Berfu, bir kez doğmuş, bin kez ölmüş bir ruh. Bir cinayet; ki bu cinayet failin annesi, katilin babası olduğu bu cinayet, onu darmadağın etmiştir. Alkolün, uyuşturucunun, cinselliğin kollarına düşmüş bir gençlik. Bu roman size cennetin kapılarını vadetmiyor. Aksine bu roman, fırtınanın ortasına kalmış yaprakların gökyüzünden yeryüzüne savrularak düşmesini, ayaklar altında ezilmesini anlatıyor. Kan, ter, tütün, gözyaşı, kusmuk kokan bu dünyaya adım attığınız andan itibaren tiksineceksiniz; insanlardan, Tanrı'dan ve tabii kendinizden.
''Kaybolmayı seviyorum, Berfu. Bir yere ait olmamayı, bir kısrak gibi özgür olmayı seviyorum... Ve öldüğümde kül olup küllerimin bir çiçek bahçesine serpilmesini istiyorum.

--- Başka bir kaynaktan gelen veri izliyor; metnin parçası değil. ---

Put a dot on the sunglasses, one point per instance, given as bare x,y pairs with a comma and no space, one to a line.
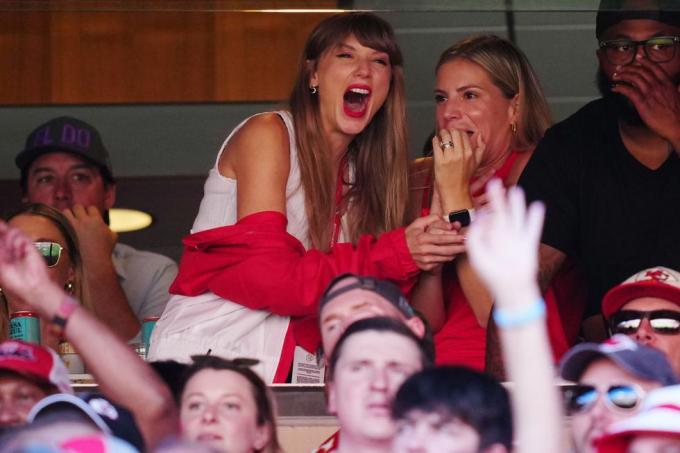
627,322
51,251
582,398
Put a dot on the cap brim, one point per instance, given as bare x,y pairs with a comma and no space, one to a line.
34,378
72,400
25,158
620,295
577,359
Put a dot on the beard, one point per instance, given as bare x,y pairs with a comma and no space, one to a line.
622,106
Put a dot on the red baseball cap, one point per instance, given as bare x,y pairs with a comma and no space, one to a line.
658,282
35,362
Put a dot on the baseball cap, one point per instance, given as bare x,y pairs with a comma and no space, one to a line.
110,418
66,134
640,360
35,362
385,289
659,415
611,12
660,282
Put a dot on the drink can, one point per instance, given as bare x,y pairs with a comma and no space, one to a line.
24,326
147,329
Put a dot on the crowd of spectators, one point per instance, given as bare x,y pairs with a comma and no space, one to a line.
515,249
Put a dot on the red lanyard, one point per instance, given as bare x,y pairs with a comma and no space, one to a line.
339,208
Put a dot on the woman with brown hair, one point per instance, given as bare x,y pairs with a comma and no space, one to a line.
56,241
297,197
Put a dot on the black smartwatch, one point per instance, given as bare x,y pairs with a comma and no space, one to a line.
464,216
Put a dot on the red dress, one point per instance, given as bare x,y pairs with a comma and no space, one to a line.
462,341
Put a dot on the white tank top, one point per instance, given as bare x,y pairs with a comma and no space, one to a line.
218,207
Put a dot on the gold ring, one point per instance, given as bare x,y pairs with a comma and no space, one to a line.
447,145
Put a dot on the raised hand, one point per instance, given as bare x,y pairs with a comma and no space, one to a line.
654,95
503,243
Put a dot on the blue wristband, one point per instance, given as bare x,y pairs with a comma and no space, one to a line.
517,318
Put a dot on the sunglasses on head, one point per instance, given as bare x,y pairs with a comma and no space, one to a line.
662,321
51,251
581,398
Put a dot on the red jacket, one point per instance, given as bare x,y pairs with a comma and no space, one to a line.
259,265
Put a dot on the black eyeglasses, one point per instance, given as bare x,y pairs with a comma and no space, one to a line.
51,251
666,322
622,51
582,398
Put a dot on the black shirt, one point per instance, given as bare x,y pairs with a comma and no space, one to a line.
606,210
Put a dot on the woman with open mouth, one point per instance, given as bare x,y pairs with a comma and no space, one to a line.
297,197
490,114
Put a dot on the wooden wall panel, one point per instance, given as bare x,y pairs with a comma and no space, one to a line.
148,56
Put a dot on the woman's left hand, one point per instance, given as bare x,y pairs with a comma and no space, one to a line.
22,270
455,161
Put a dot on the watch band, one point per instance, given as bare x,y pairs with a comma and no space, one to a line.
465,216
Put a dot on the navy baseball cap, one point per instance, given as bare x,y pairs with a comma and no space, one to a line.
66,134
640,360
385,289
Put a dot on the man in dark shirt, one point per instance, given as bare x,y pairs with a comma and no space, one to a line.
610,173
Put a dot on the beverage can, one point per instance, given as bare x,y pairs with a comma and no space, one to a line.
148,325
24,326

Depresif bir istek değil bu... Aksine bu sözler, içimde bir yerlerde yitirmek üzere olduğum o cılız ışığı hissetmemi sağlıyor.''
Bu hikaye rahatsız edici unsurlar içerir. On sekiz yaş ve üstü için uygundur. Psikolojik olarak kötü etkilenmek istemiyorsanız lütfen okumayın.
"Sevilmek isterken iliklerine kadar sevgisizliği hisseden herkese..."
(...)
"Senin şımarıklıklarını çekecek bir adam değilim."
Sözleri üzerine gözlerim gözlerinde asılı kaldı. Kelimeler zihnimde bir oraya bir buraya kaçışırken hepsini bir araya toplamak oldukça zor olmuştu. Sakin ol Efsan... Kalbimdeki anlamsız ağrıyı görmezlikten geldim. Çenemi havaya dikip ters ters ona baktım. Giydiğim siyah topuklular sayesinde aramızdaki boy farkı bir kafa mesafesi kadarken gerginlikten kuruyan dudaklarımı ıslatıp onunkiler kadar acımasız olan sözlerimi sarf ettim.
"Bende sana şımarıklık yapacak bir kadın değilim."